The prevention of 14 Israeli tourists from disembarking from their Norwegian cruise ship in Tunisia was because they didn’t have visas and had nothing to do with politics, according to Tunisia’s new tourism minister.
Tunisian authorities stopped the Israelis from leaving a Norwegian Cruise Line ship last week, prompting the company to accuse Tunisia of discrimination and cancel future stops in Tunisia.
The Anti-Defamation League (ADL) had praised Norwegian Cruise Line for its “courageous and responsible” decision.
“Like all countries in the world, there are procedures that have to be followed to get visas or entry permissions, which have nothing to do with certain nationalities,” Tourism Minister Amel Karboul told journalists. “We are a welcoming and tolerant country, but we are also a country of law.”
Tourism is a key industry in Tunisia and makes up 7.5 percent of its gross domestic product. In the aftermath of its 2011 revolution, however, tourists stayed away amid the unrest, strikes and terrorist attacks.
After three years, the number of arrivals is only just beginning to approach the levels of 2010. Karboul expressed her hope that 2014 would see 7 million tourists, up from the 6.2 million last year.

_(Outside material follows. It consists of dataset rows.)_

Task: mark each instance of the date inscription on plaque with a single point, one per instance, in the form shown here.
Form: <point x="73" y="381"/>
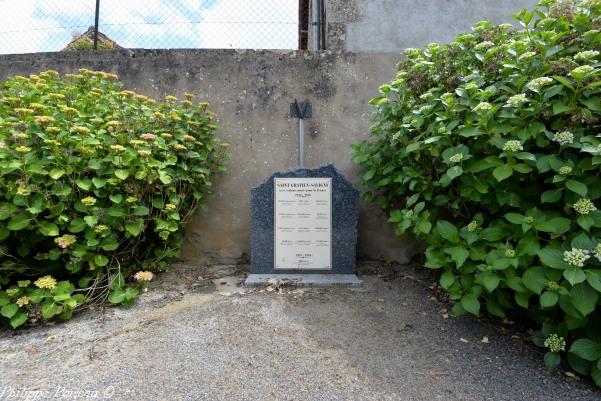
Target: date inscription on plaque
<point x="303" y="223"/>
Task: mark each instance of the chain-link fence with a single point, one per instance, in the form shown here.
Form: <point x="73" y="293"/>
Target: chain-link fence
<point x="29" y="26"/>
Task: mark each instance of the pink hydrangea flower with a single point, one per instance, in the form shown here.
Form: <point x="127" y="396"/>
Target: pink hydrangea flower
<point x="143" y="276"/>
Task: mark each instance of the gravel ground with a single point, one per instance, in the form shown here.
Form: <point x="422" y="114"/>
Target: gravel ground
<point x="213" y="340"/>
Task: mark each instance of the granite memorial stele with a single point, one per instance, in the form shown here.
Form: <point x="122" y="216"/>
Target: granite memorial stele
<point x="304" y="229"/>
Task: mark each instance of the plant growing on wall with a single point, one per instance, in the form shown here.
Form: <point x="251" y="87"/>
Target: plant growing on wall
<point x="96" y="183"/>
<point x="489" y="149"/>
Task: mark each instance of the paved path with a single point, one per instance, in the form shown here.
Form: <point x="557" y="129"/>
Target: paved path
<point x="385" y="341"/>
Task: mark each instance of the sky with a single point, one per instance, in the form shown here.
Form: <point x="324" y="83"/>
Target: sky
<point x="29" y="26"/>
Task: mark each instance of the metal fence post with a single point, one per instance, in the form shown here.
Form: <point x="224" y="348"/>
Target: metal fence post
<point x="315" y="20"/>
<point x="96" y="25"/>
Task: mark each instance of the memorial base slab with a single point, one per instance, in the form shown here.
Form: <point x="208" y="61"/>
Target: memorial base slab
<point x="305" y="280"/>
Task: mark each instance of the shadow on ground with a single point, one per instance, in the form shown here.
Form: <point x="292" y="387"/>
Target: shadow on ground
<point x="199" y="336"/>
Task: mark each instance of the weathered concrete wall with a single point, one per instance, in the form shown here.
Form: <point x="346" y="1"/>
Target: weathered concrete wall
<point x="393" y="25"/>
<point x="251" y="91"/>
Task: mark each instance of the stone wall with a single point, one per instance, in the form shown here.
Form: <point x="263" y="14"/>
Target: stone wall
<point x="251" y="91"/>
<point x="393" y="25"/>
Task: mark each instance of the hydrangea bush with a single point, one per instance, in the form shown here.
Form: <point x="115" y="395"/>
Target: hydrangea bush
<point x="96" y="183"/>
<point x="489" y="149"/>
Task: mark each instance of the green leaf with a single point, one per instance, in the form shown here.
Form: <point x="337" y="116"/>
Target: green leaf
<point x="528" y="246"/>
<point x="115" y="211"/>
<point x="583" y="298"/>
<point x="522" y="299"/>
<point x="99" y="182"/>
<point x="101" y="260"/>
<point x="586" y="349"/>
<point x="122" y="174"/>
<point x="135" y="228"/>
<point x="470" y="303"/>
<point x="534" y="279"/>
<point x="77" y="225"/>
<point x="548" y="299"/>
<point x="48" y="229"/>
<point x="574" y="275"/>
<point x="369" y="174"/>
<point x="557" y="225"/>
<point x="514" y="218"/>
<point x="469" y="131"/>
<point x="19" y="222"/>
<point x="117" y="296"/>
<point x="4" y="298"/>
<point x="116" y="198"/>
<point x="447" y="230"/>
<point x="585" y="221"/>
<point x="56" y="173"/>
<point x="577" y="187"/>
<point x="141" y="211"/>
<point x="490" y="281"/>
<point x="596" y="374"/>
<point x="502" y="172"/>
<point x="109" y="244"/>
<point x="552" y="257"/>
<point x="9" y="310"/>
<point x="459" y="255"/>
<point x="84" y="183"/>
<point x="593" y="278"/>
<point x="551" y="196"/>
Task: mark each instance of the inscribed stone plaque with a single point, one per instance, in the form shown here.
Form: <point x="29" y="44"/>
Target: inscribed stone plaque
<point x="303" y="223"/>
<point x="335" y="257"/>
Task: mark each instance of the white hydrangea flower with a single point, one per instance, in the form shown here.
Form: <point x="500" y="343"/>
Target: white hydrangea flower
<point x="584" y="206"/>
<point x="563" y="137"/>
<point x="484" y="45"/>
<point x="584" y="69"/>
<point x="537" y="83"/>
<point x="516" y="100"/>
<point x="597" y="252"/>
<point x="456" y="158"/>
<point x="513" y="146"/>
<point x="483" y="106"/>
<point x="576" y="257"/>
<point x="586" y="55"/>
<point x="527" y="55"/>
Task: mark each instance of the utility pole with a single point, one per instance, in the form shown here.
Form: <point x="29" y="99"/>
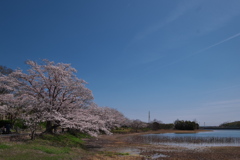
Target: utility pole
<point x="148" y="116"/>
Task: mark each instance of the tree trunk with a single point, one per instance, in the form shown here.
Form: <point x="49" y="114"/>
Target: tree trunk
<point x="33" y="135"/>
<point x="49" y="127"/>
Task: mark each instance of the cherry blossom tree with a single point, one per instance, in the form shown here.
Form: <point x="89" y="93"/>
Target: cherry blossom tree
<point x="111" y="117"/>
<point x="53" y="94"/>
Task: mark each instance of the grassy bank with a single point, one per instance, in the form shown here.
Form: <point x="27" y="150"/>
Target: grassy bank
<point x="114" y="147"/>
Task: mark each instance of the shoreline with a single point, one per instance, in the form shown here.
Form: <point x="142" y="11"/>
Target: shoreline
<point x="139" y="151"/>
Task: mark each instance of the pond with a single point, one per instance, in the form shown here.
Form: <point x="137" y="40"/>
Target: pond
<point x="210" y="133"/>
<point x="207" y="138"/>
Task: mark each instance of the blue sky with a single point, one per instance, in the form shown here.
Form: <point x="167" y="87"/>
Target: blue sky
<point x="176" y="59"/>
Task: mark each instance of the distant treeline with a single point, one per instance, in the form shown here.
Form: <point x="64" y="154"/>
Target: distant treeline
<point x="159" y="125"/>
<point x="185" y="125"/>
<point x="235" y="124"/>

Arrivals in the first two months of the year have been good and she expressed high hope that there would be a flood of Jewish and Israeli visitors for the annual pilgrimage to the ancient synagogue of Djerba in mid-May.
The first woman to hold the tourism portfolio, Karboul was initially criticized upon taking the job when it was discovered she had transited through Israel once on a flight. Prime Minister Mehdi Jomaa, however, stood by her.